Nevus depigmentosus is a congenital demarcated hypopigmented blotch with a serrated and irregular border. It is commonly present at birth and changes a bit thereafter. Oculocutaneous albinism includes inherited disorders characterized by complete leukoderma or hypopigmented macules on the entire skin, hair and eyes.[10]

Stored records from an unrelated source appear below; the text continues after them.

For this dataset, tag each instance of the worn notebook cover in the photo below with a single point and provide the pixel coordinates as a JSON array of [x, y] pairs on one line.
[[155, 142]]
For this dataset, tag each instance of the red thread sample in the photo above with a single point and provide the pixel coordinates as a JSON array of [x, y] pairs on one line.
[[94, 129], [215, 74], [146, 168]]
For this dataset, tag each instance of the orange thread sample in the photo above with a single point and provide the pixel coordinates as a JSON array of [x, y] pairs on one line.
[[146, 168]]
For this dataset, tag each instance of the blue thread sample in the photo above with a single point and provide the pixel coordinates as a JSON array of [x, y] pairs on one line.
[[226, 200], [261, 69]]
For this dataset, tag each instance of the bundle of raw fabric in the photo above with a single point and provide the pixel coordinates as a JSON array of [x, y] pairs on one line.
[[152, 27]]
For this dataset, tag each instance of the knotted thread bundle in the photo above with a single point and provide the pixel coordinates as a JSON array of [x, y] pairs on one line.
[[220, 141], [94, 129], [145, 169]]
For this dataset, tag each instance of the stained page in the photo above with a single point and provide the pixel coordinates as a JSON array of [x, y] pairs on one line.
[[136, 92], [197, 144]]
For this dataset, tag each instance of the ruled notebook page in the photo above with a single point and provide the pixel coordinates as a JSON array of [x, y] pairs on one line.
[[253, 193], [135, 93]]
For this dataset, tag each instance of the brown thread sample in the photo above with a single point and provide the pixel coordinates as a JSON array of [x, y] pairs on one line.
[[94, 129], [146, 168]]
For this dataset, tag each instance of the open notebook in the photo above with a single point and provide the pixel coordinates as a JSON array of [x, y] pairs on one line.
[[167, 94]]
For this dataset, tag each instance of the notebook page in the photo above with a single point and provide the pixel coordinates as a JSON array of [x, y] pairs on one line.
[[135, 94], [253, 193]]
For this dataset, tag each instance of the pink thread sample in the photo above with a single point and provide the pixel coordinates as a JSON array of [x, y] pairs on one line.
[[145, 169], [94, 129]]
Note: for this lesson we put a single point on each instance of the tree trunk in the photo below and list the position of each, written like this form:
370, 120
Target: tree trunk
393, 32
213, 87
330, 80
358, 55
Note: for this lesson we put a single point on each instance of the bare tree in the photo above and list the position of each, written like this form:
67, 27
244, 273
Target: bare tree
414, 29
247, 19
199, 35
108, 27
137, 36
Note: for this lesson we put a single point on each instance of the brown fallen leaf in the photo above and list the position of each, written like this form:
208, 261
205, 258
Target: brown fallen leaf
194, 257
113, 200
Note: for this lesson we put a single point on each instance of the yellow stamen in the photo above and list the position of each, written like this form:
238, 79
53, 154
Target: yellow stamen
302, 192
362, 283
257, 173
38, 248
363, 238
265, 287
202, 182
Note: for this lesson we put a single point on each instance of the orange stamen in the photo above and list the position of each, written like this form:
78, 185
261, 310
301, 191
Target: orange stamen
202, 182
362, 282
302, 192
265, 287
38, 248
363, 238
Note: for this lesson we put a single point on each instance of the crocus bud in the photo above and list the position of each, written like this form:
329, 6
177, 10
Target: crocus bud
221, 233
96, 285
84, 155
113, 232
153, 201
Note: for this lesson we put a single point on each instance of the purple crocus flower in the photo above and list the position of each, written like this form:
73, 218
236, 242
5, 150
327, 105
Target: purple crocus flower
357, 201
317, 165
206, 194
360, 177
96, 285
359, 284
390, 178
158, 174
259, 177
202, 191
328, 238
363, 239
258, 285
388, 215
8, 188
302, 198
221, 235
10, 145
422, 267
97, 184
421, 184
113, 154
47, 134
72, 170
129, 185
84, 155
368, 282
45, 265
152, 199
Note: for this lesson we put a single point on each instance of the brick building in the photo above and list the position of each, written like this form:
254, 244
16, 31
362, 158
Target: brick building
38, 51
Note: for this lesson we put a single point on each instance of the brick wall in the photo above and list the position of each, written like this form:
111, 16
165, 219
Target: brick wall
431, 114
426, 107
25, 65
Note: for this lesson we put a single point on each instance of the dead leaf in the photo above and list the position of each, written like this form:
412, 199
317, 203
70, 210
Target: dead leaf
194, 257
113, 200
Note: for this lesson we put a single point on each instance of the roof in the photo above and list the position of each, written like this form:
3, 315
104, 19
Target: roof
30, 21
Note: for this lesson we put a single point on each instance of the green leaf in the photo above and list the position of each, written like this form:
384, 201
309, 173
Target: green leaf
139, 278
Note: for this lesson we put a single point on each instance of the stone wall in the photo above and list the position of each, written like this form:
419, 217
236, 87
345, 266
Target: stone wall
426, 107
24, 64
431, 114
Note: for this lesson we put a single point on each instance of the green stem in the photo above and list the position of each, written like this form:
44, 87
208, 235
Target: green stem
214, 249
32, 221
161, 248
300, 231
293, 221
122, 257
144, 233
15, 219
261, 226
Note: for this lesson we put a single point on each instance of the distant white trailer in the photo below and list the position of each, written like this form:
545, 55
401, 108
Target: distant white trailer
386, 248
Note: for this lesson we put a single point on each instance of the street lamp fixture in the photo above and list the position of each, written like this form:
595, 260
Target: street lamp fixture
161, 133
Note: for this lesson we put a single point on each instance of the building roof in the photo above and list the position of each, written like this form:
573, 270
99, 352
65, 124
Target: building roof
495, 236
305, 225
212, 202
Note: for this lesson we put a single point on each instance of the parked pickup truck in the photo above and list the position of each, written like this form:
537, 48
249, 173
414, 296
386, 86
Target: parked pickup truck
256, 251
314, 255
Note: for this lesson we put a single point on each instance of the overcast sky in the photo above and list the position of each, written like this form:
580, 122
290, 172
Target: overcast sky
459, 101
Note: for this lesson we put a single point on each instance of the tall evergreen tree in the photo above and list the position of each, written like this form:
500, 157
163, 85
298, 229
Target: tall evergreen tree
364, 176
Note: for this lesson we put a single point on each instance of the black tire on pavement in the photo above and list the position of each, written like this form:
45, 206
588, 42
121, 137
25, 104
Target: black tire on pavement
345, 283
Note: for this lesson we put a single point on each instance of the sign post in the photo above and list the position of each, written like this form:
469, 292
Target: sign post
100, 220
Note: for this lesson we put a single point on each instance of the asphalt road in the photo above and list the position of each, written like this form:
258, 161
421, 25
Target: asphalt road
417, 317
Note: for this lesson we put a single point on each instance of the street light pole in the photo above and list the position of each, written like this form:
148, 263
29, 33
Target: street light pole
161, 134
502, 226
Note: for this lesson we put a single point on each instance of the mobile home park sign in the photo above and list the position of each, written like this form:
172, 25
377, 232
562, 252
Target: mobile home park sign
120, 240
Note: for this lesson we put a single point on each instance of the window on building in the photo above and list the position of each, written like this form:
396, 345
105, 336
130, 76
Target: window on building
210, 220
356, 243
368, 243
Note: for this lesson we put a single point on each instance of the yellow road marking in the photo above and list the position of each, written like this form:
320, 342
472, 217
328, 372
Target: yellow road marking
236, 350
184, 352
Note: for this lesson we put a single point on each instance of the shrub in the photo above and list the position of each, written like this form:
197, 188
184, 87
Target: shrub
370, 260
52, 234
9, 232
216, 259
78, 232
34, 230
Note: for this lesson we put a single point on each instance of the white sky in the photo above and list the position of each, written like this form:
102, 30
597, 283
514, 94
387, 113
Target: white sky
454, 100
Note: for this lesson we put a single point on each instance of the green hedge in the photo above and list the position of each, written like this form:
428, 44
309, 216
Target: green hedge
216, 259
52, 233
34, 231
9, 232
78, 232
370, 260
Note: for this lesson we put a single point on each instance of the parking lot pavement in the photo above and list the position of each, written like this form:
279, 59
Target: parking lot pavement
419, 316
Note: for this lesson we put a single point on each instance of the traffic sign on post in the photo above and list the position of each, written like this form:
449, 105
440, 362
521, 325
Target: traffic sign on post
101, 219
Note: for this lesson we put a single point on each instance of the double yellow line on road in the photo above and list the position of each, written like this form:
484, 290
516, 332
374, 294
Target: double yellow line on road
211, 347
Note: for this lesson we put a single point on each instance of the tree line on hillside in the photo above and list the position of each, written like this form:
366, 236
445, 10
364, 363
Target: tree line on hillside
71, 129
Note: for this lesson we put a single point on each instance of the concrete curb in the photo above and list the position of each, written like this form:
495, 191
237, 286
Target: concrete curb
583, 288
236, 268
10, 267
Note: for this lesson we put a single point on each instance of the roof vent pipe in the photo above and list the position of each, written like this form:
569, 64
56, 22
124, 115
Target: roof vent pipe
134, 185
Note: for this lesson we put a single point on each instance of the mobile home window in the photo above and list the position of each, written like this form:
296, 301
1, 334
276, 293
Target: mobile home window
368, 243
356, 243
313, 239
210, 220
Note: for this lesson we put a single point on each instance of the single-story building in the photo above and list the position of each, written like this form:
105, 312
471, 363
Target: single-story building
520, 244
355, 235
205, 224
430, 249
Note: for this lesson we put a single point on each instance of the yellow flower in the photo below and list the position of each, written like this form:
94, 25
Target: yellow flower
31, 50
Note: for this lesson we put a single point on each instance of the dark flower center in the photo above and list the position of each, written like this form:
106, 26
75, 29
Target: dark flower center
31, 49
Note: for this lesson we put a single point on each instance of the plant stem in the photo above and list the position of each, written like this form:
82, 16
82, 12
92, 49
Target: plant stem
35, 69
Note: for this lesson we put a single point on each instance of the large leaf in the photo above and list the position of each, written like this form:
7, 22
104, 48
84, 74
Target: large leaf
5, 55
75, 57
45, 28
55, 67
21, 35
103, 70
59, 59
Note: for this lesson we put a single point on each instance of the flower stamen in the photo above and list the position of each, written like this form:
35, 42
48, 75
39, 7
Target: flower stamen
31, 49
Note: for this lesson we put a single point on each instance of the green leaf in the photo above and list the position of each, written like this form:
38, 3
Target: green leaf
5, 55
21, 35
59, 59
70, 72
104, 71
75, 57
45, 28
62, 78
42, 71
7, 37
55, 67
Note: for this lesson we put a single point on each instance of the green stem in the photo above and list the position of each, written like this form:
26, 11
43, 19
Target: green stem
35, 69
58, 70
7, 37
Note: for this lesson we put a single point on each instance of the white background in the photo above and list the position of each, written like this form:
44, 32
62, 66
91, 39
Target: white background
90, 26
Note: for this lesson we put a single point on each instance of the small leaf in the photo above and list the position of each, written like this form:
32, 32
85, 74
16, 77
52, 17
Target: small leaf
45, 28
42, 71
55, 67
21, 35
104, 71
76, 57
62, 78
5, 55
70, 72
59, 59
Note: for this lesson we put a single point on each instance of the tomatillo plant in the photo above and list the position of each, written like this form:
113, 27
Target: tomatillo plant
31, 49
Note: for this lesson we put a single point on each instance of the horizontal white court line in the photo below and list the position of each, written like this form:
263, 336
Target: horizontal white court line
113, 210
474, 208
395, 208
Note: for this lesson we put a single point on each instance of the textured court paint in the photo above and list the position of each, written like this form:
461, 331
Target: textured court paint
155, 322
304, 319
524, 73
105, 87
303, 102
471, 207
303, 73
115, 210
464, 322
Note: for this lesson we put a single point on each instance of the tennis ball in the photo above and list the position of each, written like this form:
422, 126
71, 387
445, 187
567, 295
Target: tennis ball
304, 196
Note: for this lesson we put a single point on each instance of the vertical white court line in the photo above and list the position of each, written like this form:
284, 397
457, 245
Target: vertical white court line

We opted for not treating our patient given his young age but especially because of harmful consequences that therapies might have on his health. In general, treatment for many hypopigmented disorders is limited, especially those which have a congenital origin.[9] The primary outcome of various existing methods is recoloring depigmentation plates either by stimulating the proliferation of melanocytes still present (phototherapy, topical treatments such as corticoid therapies) or by performing a melanocyte transplant. In a systematic review, the most commonly used drugs were tacrolimus alone (or combined with clobetasol), pimecrolimus, corticosteroids, and calcipotriol.[11] All these methods may have consequences in the short, medium or long run on the health of the patient. In addition to the fact that no therapy is planned, we have envisaged psychotherapy when the child will become aware of his unsightly lesions.

Conclusions

Vitiligo at birth is very rare. We have been able to make its clinical diagnosis thanks to the classic lesions of our patient. However, many other conditions can be involved and justify a structured diagnostic approach. Psychological support is very important to this patient because of the disfigurement that people often experience because of the social impact.